We use Conventional Commits, which provide a standardized and structured format for commit messages. This helps ensure clear and consistent communication about the changes made in each commit. The commit messages should have the following structure:

<type>[optional scope]: <description>

[optional body]

[optional footer(s)]

where:

  • <type>: This is a keyword that indicates the kind of change that the commit introduces. It can be one of the following values: feat, fix, docs, style, refactor, perf, test, build, ci, chore, or revert.
  • [optional scope]: This is an optional identifier that specifies the scope of the change. It can be a module, a component, a file, or any other logical unit of the project.
  • <description>: This is a short and concise summary of the change in the present tense and imperative mood. It should not end with a period.
  • [optional body]: This is an optional section that provides more details and context about the change. It should be separated from the summary by a blank line and wrapped at 72 characters.
  • [optional footer(s)]: This is an optional section that provides additional information such as references to issues, breaking changes, or acknowledgments. It should be separated from the body by a blank line and follow the format <key>: <value>.

For example:

feat(storage): support multiple database using orm

This commit adds support for multiple databases using the tortoise-orm. It also updates the configuration file to allow the user to specify the database type and connection string.

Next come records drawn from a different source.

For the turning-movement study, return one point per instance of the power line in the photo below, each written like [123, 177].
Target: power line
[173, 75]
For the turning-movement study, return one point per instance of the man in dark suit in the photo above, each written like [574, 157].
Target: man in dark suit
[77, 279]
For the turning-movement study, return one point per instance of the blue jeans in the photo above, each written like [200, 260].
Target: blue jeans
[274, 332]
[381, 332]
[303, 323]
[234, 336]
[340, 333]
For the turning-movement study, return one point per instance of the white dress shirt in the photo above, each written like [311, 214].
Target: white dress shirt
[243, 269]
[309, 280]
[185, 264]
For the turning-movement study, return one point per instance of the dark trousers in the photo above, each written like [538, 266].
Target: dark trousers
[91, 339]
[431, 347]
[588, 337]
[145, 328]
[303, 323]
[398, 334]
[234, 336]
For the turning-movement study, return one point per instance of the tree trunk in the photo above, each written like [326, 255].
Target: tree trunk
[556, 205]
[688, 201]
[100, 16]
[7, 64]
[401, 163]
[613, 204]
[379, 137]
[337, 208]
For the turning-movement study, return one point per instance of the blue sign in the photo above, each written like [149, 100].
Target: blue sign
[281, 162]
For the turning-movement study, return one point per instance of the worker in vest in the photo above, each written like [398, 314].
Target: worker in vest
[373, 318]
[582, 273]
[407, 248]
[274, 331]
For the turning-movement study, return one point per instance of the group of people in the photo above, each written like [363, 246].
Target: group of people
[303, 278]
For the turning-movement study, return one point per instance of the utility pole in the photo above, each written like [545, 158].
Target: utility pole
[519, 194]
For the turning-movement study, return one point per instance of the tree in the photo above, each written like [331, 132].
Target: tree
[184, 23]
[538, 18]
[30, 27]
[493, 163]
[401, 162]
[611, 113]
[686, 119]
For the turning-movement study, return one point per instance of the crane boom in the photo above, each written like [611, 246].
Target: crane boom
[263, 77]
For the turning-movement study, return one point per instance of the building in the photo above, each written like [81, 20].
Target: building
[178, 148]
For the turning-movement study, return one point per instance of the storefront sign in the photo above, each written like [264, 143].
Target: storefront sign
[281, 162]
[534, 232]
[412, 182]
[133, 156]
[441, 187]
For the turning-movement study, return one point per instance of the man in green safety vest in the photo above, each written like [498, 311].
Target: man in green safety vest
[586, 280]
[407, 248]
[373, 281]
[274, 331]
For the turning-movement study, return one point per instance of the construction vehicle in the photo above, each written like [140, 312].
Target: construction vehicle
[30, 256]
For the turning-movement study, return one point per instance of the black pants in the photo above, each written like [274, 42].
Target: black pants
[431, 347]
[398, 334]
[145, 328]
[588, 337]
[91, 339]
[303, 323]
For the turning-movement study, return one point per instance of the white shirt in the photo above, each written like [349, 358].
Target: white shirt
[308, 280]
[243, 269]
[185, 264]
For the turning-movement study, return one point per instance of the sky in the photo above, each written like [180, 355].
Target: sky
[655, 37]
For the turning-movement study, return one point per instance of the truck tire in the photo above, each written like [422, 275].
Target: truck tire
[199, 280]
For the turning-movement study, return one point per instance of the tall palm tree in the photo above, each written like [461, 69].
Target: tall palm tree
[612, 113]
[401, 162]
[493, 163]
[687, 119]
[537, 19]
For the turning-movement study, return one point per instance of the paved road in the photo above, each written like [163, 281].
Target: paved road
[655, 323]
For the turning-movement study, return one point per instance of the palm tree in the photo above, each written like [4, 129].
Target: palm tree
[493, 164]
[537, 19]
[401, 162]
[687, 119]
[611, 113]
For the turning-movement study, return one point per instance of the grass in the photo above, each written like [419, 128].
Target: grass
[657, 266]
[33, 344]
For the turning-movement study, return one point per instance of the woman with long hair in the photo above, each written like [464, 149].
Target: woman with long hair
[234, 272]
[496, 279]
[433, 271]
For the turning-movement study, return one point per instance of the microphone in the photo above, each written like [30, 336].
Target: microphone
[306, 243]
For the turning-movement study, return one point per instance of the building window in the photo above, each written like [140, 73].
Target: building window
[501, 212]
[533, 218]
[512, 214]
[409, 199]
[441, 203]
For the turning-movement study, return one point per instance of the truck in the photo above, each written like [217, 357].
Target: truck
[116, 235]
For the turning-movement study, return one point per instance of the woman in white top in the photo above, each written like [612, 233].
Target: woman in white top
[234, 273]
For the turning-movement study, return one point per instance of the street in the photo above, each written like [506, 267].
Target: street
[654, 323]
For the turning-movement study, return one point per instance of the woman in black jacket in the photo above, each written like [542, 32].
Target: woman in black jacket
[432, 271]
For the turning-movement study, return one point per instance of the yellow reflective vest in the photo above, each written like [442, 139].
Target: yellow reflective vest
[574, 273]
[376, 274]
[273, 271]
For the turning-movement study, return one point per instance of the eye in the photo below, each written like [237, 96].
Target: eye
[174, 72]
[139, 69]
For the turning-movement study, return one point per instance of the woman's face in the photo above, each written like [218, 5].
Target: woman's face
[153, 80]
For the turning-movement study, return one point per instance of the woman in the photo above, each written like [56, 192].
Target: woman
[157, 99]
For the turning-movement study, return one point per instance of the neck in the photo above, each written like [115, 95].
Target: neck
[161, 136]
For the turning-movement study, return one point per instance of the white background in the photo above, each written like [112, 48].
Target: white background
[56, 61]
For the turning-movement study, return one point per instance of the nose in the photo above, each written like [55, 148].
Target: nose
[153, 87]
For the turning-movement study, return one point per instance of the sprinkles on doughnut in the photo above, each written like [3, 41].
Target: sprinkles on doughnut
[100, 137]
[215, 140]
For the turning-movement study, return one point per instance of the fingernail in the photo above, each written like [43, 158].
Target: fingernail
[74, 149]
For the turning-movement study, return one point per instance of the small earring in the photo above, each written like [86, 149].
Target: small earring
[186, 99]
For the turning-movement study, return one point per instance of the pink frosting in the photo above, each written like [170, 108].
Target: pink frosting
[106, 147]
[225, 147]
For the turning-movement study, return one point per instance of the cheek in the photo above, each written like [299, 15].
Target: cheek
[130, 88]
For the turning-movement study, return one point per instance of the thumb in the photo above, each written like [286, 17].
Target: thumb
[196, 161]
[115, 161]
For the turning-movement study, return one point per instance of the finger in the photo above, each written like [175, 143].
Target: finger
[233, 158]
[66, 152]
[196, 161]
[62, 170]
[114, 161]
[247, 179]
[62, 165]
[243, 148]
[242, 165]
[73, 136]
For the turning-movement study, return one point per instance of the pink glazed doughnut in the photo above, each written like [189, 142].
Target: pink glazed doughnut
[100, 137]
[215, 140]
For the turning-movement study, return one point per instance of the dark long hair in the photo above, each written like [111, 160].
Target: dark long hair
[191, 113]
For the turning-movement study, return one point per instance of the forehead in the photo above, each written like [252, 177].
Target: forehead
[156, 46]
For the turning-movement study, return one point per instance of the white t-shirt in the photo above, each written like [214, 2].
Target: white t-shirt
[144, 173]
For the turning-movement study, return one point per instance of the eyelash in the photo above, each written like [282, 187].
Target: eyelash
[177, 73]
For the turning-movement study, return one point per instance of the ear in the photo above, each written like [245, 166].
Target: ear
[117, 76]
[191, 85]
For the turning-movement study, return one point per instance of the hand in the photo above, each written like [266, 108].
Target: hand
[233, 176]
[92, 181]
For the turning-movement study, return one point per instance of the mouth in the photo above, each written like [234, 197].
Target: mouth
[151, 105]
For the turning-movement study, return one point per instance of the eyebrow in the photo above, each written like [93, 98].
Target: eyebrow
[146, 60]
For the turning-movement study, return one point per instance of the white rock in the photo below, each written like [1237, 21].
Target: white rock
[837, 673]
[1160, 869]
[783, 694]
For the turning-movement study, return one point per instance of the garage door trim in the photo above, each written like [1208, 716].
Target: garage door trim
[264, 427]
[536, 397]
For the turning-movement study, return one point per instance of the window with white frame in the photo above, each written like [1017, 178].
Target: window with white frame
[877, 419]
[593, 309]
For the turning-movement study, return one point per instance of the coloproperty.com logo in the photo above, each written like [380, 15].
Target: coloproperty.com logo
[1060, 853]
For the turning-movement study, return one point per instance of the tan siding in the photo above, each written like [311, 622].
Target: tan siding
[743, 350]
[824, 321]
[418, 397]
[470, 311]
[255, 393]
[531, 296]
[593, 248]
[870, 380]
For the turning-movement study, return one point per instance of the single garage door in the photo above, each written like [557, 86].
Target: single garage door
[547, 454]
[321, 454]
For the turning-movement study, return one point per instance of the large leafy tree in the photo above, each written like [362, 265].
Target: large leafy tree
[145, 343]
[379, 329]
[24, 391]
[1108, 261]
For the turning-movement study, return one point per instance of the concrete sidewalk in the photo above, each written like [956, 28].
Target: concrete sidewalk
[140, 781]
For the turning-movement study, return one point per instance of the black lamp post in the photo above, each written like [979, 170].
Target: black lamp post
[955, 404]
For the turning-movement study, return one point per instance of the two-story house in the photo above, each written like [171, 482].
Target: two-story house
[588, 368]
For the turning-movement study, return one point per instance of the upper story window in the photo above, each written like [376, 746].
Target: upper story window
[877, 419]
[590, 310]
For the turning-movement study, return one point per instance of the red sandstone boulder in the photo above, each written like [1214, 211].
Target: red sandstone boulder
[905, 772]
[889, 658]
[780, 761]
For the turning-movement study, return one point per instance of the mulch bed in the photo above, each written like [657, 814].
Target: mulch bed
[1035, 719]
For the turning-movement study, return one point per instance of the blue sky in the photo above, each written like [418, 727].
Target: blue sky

BREAKING CHANGE: The database configuration has changed. The user must update the configuration file to specify the database type and connection string.

Closes #123

Describing Changes

Write a concise summary of your changes in one or more sentences, so that bot developers can see what's new or updated in the library.

Thank You

Your contributions to open source, large or small, make great projects like this possible. Thank you for taking the time to contribute.